Which polynomial is in standard form? A) 26x^5+12x^7-8x^3+6x

B) 3x^5+x-6x^2+5
C) 11x^5-6x^2-9x+12
D) 5x^2+18x^2-12x^4+4x^7
PLEASE HELP!!!!

Answer 1

It's C. In order to be in standard form you have to have all your exponents in descending order. They don't all have to be there in order, the ones that are just have to go from highest to lowest.

Answer 2

Option C -
`11x^5-6x^2-9x+12`

Explanation:

To find : Which polynomial is in standard form?

Solution :

The standard form of a polynomial is defined as each term in order of degree is written from highest to lowest.
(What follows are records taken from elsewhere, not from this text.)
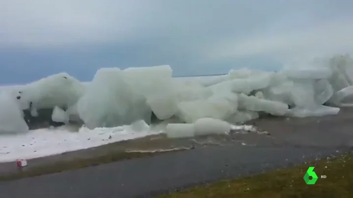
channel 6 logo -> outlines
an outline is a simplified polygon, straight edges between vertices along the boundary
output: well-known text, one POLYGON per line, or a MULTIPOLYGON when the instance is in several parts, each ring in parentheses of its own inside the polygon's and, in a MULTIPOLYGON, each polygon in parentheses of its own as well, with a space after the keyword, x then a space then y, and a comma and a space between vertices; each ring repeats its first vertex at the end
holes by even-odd
POLYGON ((306 171, 305 175, 304 175, 304 177, 303 177, 304 178, 304 180, 305 181, 305 183, 306 183, 307 184, 315 184, 315 183, 316 183, 316 181, 318 180, 318 175, 317 175, 315 172, 314 172, 314 168, 315 167, 309 167, 308 170, 306 171), (311 177, 311 178, 310 178, 310 176, 311 177))

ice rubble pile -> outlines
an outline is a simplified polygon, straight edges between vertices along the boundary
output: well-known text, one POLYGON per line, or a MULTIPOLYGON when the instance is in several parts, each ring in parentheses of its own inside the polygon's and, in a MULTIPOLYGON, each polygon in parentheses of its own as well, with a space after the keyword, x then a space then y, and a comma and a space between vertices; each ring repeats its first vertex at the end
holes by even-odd
POLYGON ((353 60, 348 55, 287 66, 280 72, 243 69, 203 78, 172 77, 168 65, 103 68, 89 83, 60 73, 3 93, 0 124, 7 126, 7 131, 25 131, 28 128, 20 117, 21 110, 30 109, 37 116, 38 109, 51 108, 53 121, 80 120, 91 129, 138 120, 150 123, 154 114, 159 120, 176 118, 185 123, 170 124, 171 136, 175 131, 200 134, 200 128, 209 132, 200 126, 207 122, 225 132, 228 126, 222 121, 243 122, 259 113, 297 117, 336 114, 339 108, 332 106, 353 105, 353 60))

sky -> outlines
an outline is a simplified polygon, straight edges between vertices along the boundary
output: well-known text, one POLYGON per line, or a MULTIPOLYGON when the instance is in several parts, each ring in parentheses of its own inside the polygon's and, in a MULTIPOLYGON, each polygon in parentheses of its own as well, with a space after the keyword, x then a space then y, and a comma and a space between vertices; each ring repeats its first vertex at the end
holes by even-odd
POLYGON ((351 0, 0 0, 0 84, 103 67, 273 71, 353 51, 351 0))

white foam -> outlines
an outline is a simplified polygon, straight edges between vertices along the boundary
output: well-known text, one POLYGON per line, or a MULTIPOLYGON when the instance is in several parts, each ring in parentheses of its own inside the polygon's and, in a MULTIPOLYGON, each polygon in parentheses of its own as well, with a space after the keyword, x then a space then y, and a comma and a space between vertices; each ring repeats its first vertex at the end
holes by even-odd
POLYGON ((60 154, 162 132, 147 128, 146 124, 136 123, 137 126, 132 127, 122 126, 90 130, 84 126, 78 132, 70 132, 67 127, 61 127, 31 130, 17 135, 2 135, 0 138, 0 162, 60 154), (139 130, 136 131, 132 128, 139 130))
MULTIPOLYGON (((121 131, 124 132, 117 132, 121 134, 116 138, 112 136, 105 143, 140 137, 140 135, 147 135, 144 131, 152 131, 145 123, 150 122, 152 112, 165 122, 174 118, 188 123, 166 124, 167 136, 180 137, 237 130, 228 123, 255 119, 260 113, 296 117, 322 116, 336 115, 340 109, 324 104, 353 106, 353 59, 348 55, 336 56, 326 62, 290 64, 278 73, 242 69, 218 76, 173 78, 172 72, 168 65, 124 70, 102 68, 89 82, 80 82, 60 73, 28 85, 0 87, 8 96, 0 99, 5 101, 0 109, 3 110, 0 111, 0 130, 13 133, 28 130, 19 127, 25 124, 19 109, 30 110, 32 116, 37 116, 39 112, 37 110, 55 107, 52 120, 83 121, 92 129, 83 128, 76 133, 42 129, 30 131, 28 135, 1 136, 0 145, 11 146, 11 141, 14 141, 17 146, 9 147, 13 148, 10 153, 17 153, 15 150, 19 149, 21 154, 31 156, 32 150, 28 148, 31 147, 26 146, 26 141, 31 139, 26 137, 32 136, 31 138, 46 143, 42 143, 42 147, 50 148, 35 152, 36 156, 41 156, 52 154, 52 150, 60 152, 63 149, 98 145, 102 141, 97 140, 99 136, 94 134, 96 130, 123 128, 121 131), (17 97, 21 97, 16 99, 17 97), (6 115, 13 119, 9 120, 6 115), (125 126, 115 127, 119 125, 125 126), (101 128, 103 126, 112 128, 101 128), (87 136, 95 140, 84 140, 87 136), (43 137, 51 141, 48 143, 43 137), (55 148, 58 140, 64 138, 71 140, 70 144, 65 145, 67 148, 60 146, 58 148, 55 148), (76 139, 80 140, 72 140, 76 139), (17 148, 18 142, 24 144, 24 148, 17 148)), ((252 130, 255 129, 248 130, 252 130)))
The degree is the power of a variable.

Now, we check the order of each polynomial.

A)
`26x^5+12x^7-8x^3+6x`

The degree of the polynomial is 5,7,3,1 not from highest to lowest.

So, No the polynomial is not in standard form.

B)
`3x^5+x-6x^2+5`

The degree of the polynomial is 5,1,2 not from highest to lowest.

So, No the polynomial is not in standard form.

C)
`11x^5-6x^2-9x+12`

The degree of the polynomial is 5,2,1 is from highest to lowest.

So, Yes the polynomial is in standard form.

D)
`5x^2+18x^2-12x^4+4x^7`

The degree of the polynomial is 2,2,4,7 not from highest to lowest.

So, No the polynomial is not in standard form.

Therefore, Option C is correct.

The standard form of the polynomial is
`11x^5-6x^2-9x+12`